Детали, сообщает Ороско, были получены от нескольких заговорщиков, арестованных в тот день коррехидором Толедо Гомесом Манрике. Ввиду полученной информации Манрике приказал схватить де ла Торре и четверых его друзей. Одного из этих пленников, сапожника по имени Лопе Маурисо, коррехидор не раздумывая повесил утром праздничного дня, прежде чем процессия вышла из собора. Возможно, это было сделано для того, чтобы напугать тех, кто еще надеялся осуществить план.
Процессия прошла по городу без помех, и Манрике, повесив еще одного узника, наложил на остальных крупные штрафы, так что они весьма легко отделались по сравнению с тем, как судил бы их инквизиторский суд. К счастью для них, власти сочли, что их преступление подпадает под юрисдикцию гражданского суда.
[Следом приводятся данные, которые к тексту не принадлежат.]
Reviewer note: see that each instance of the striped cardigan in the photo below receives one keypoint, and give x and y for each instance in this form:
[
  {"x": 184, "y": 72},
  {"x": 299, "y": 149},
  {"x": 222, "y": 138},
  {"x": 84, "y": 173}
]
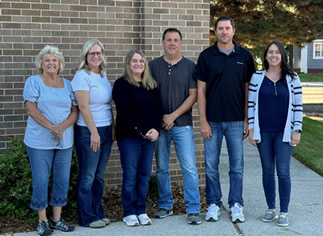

Вскоре после этого – возможно, осознав, что им больше не на что надеяться, – к инквизиторам стали являться кающиеся с просьбой о примирении с церковью. Однако, когда срок милосердия закончился, оказалось, что неутомимый Торквемада подготовил в дополнение к нему еще один. Он приказал опубликовать совершенно новые меры: все, кому было известно о существовании еретиков, отступников или вернувшихся в иудаизм, должны были под страхом отлучения и того, что их самих сочтут еретиками, выдать инквизиторам имена таких преступников в течение 60 дней.
На тот момент уже существовал указ инквизиции, который не предлагал награду за выдачу беглецов от правосудия, как это во все времена делали светские суды, а налагал штраф в 500 дукатов и подвергал отлучению тех, кто не брался немедленно за выполнение этой задачи, если представлялась такая возможность. Однако новое распоряжение Торквемады пошло еще дальше. Его условия не заканчивались вместе со сроком эдикта, который мы уже упоминали. По истечении 60 дней он приказывал продлить этот срок еще на 30 дней – не только в Толедо, но и в Севилье, где приказал опубликовать тот же указ; после этого наступала очередь самых жестоких мер. Торквемада приказал, чтобы инквизиторы призвали к себе раввинов синагог и заставили их поклясться согласно закону Моисея, что они донесут инквизиторам на любого крещеного еврея, который вернется к иудейской вере, если им станет об этом известно; наказанием за сокрытие подобной информации Торквемада сделал смертную казнь.
Но даже теперь он не считал, что достаточно далеко зашел в этих постыдных методах преследования. Он приказал раввинам повесить в своих синагогах эдикт об отлучении по закону Моисея всех евреев, которые не предоставят инквизиторам информацию о вернувшихся в иудаизм, если им станет о них известно.
В этом указе прослеживается сила той фанатичной, надменной ненависти, которую питал Торквемада к евреям; ибо не что иное, как смесь ненависти и презрения, вдохновило его на то, чтобы настолько попрать чувства еврейских священников и вынудить их под страхом смерти пойти путем, на котором им придется пожертвовать самоуважением, переступить через совесть и сделаться омерзительными в глазах всех здравомыслящих евреев. Этот чудовищный указ вынуждал самих евреев стать тайными агентами инквизиции и под страхом духовных и физических последствий обратил доносчиков против их же собратьев.
«Многочисленны были мужчины и женщины, – пишет Ороско, несомненно считавший эту меру похвальной и чрезвычайно хитроумной, – пришедшие дать показания».
Немедленно начались аресты, проводившиеся с беспрецедентной активностью, о чем свидетельствуют записи об аутодафе, которые сохранил для нас Ороско. В огне уже заполыхали дрова, сложенные у столба в Толедо, ибо первые жертвы вскоре попали в жадные руки инквизиторов веры. Это были трое мужчин и их жены, коренные жители Вильярреаля, бежавшие оттуда, когда там появился инквизиторский трибунал. Они благополучно добрались до Валенсии, купили там ял, оснастили его и отправились в море. Они провели в плавании пять дней, когда, конечно же, «Господь пожелал наслать встречный ветер, пригнавший их обратно в порт, из которого они уплыли» – и там они попали в руки добрых инквизиторов, страстно желавших спасения их душ. Всех шестерых арестовали, как только они сошли на берег, и привезли в Толедо, куда к тому времени перенесли суд. Их допросили; их побег подтвердил их виновность; а значит – Christi nomine invocato – по приказу инквизиторов они были сожжены.